Que perdrait la France si les avantages fiscaux offerts par le Luxembourg disparaissaient ? En quoi serait-elle contrainte de réformer sa fiscalité ? Quelles seraient les conséquences au niveau européen ? La présence du Luxembourg, ou de l'Irlande, au sein de l'UE, permet-elle d'enrayer une compétition fiscale entre Etats ?

Dès 1999, la commission finance du Sénat français s’est penché sur la question de la concurrence fiscale au sein de l’Europe (procès-verbal de la séance du 30 juin 1999, enregistré à la Présidence du Sénat le 26 juillet 1999). A l’époque déjà, l’union économique et monétaire était perçu comme susceptible d’exacerber la concurrence fiscale entre Etats-membres. Cette concurrence était perçue comme dangereuse pour la France puisqu’elle risquait d’assécher les recettes de l’Etat...

A cette époque déjà, on pouvait lire que "la situation de la France au regard de la concurrence fiscale apparaître globalement mauvaise". Et depuis… les choses se sont-elles améliorées ? La réponse est bien entendu négative. La recommandation était de favoriser la coopération fiscale entre Etats membres. Certes, elle s’est améliorée. Mais la France a conservé son idéologie de fiscalité punitive alors que d’autres Etats-membres ont préféré une idéologie d’encouragement. 

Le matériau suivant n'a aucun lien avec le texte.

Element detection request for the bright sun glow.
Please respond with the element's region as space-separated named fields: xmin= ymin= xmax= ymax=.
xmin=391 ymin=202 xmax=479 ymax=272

Avec l’échec du projet ACCIS (CCTB en anglais) visant à créer une assiette commune consolidée à l’impôt sur les sociétés au sein de tous les pays membres, l’UE a démontré son incapacité à dégager une esquisse de projet commun capable d’enrayer cette concurrence fiscale féroce.

A l’heure où certains Européens travaillaient d’arrache-pied, les intermittents français du spectacle occupaient le théâtre de l’Odéon pour peser sur les négociations qui ont plombé encore un peu plus le budget de la sécurité sociale. 

C’est ce climat morose qu’un client a pu me résumer sa pensée par l’expression suivante : "Pauvre France de merde". Ite missa est.